Memorial Fountain on the Marshall U. campus |
The night of November 14, 1970 was filled with unspeakable horror. The Southern Airways DC-9 jet carrying Marshall University’s football team, coaches, administrators and supporters, crashed into the side of a mountain and exploded. There were no survivors.
The calendar
confirms that the plane crash is a historic event that happened a very long
time ago. Yet, my senses and my memory scream to differ. My recollections remain
vivid. It still seems as if the crash happened yesterday.
I played ball
with most of the players on were on that plane. Had it not been for a decision
I made to quit the team a year earlier, it’s quite possible that my life
would’ve ended over four decades ago.
This time of
year is always a mixed bag for me. Memories of that night do not erase the
enormous sense of loss that all of us felt. It forces me to wonder what might
have been if there had never been a crash.
Even though it
was such a devastating time, there is a flip side to this. Eventually, there was
cause for jubilation and celebration. In spite of near-decimation, Marshall
did not kick its football program to the curb. The Thundering Herd endured some
trying times, some frustrating times.
But in the
end, grit and perseverance fueled a comeback that is arguably the greatest in
the history of college sports. After the crash, it took about a
decade-and-a-half before the program would shed its losing image.
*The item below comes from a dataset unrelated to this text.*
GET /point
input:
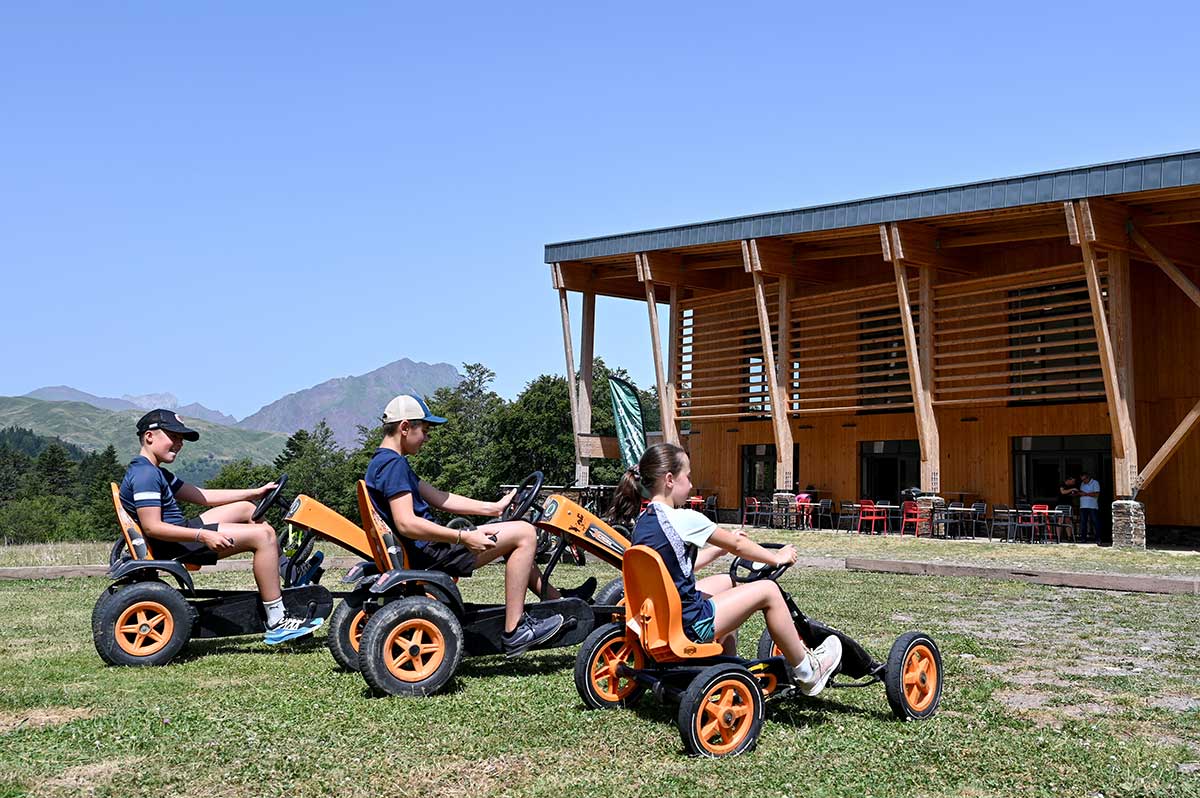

Once that
happened, the Herd was off and running. By the 1990s, Marshall
had emerged a legitimate power. During that decade, no college football team in
America won
more games than the Thundering Herd.
The ‘90s serves
as a fitting tribute to those who perished in 1970. It was only right that Marshall
continued the job that they had started so many years before.
The 1970
Thundering Herd will never be forgotten.